As you can see it was a valiant effort but … the model is not able to pick out poor and good quality wines. It is “correct” 60% of the time. It looks like the model is like a friend of mine. “Never met a bad bottle in his life:)”
I also think this plot is the right plot. I tried geom_smooth but all that it did was make the model look good, because it averaged everything. That is the problem with this model. It is placing all of the quality scores closer to the mean of the distribution, than what the wine experts said. With wine we are mostly interested in the ends of the distribution. That is avoiding bad bottles, making do with medium bottles, and looking to enjoy excellent wines. This model would tell you that almost everything is OK, nothing is bad, and nothing is good. Almost the exact opposite of what we are looking for.
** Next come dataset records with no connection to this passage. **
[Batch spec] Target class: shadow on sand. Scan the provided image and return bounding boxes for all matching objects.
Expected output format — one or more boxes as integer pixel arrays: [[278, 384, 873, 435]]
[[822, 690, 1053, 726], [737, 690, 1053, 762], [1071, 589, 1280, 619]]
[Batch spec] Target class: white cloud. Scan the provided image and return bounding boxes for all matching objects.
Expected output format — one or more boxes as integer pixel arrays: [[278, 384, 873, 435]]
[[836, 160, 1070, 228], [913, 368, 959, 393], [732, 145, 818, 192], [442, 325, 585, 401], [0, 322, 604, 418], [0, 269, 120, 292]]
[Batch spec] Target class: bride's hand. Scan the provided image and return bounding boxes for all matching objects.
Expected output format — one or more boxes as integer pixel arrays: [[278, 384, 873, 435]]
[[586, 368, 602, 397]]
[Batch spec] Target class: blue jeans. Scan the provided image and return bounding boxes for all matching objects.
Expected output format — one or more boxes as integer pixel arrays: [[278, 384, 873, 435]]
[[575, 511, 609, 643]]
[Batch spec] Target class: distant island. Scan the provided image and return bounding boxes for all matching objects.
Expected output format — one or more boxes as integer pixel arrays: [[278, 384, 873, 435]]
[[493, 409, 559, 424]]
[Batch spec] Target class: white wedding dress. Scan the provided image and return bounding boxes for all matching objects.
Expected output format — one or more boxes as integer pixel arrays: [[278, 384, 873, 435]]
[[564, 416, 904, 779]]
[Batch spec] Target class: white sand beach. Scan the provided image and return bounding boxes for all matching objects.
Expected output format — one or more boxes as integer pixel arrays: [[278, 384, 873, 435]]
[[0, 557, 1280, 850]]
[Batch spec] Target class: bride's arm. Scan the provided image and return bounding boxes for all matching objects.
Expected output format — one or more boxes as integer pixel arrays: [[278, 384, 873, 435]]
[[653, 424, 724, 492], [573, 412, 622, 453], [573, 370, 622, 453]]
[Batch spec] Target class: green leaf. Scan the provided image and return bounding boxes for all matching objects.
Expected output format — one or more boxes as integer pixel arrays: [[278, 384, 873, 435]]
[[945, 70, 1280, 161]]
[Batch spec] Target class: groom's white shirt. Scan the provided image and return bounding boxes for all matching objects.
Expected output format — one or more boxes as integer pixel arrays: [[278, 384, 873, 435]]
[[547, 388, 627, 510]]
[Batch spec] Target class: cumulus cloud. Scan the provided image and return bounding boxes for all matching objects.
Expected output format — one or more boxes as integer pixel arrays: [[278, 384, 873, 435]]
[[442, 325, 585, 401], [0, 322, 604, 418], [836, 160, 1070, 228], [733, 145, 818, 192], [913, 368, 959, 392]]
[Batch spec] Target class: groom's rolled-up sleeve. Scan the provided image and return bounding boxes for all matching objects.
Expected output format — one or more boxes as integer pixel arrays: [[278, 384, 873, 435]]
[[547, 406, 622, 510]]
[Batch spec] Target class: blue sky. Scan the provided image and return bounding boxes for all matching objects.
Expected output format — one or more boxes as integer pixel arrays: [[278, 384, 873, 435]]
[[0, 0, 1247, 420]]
The reason why I chose the above plot was for the striking difference that this created in the correlation between sulphates and quality. Truly an excellent example of the deleterious effect outliers can have on potential conclusions. By subsetting the data to remove the outliers for sulphates, this also ultimately improved our linear model!
I chose this plot because it clearly shows the factors that are correlated with quality. This is accomplished by seeing the median of the boxplot move in the appropriate direction. The vertical and horizontal lines (means of factors) give the viewer an instant idea of what is going on with the data by creating implicit quality quadrants. I had toyed with the idea of coloring the quadrants. However, I like the clean visual look of this plot.
By plotting alcohol and citric acid on a scatter plot, colored by quality, the eye is drawn to the upper right quadrant where the blues congregate (quality scores 5-7) and the pinks are almost exclusively located (quality scores 7-8).
I learned something about wine. It seems, based on this exploration, that better quality wines, are associated with (relative to the mean), higher alcohol content, lower volatile acidity, higher citric acid, and higher sulphates. I would have guessed that some of these would have an effect, but … I would not have been very accurate about the effect. For example, I thought sulphates were just bad!
I was surprised by the dramatic effect on correlation that removing sulphate outliers had on correlation. A graphic lesson to learn about outliers. The log10 histograms were interesting the way they created normal distributions for several factors. The use of the “normal” and the log10 histograms were helpful in terms of identifying anomalies in the distributions (e.g. bimodal peaks). At one point I had created a bimodal categorical variable for Free Sulphur Dioxide (FSD). However, I was not able to use this (FSD_bmd) engineered factor in any useful way so I removed it. This says to me, just because a data anomaly is there, does not mean it is useful.
As always, there is the question about data. We simply do not know the quality of this dataset. It could be stellar, but I have no way of knowing. My major concern is that 3 expert wine tasters is FAR from the 30 that statistics would like us to use to approach the bell curve (hopefully). There are a lot of wine tasting competitions. Eventually one could build that large of a dataset (minimum of 30 expert tasters). Hopefully this would help with the linear model.
It is likely there is a strong correlation between the age of the wine and the sul group (sulphates, FSD, and TSD) that is important. Having the age of the wine added to the dataset, should be an important factor to consider when building a predictive model for wine quality.
This project is also a good example of where linear models are not sufficient for some purposes. The model I produced was truly poor at predicting quality in a useful way. Sommeliers have nothing to fear from linear models for some time! My assumption is that a method such as random forest would do a more useful prediction job. Hopefully we will have the opportunity to use some of these better models in the future for these types of datasets!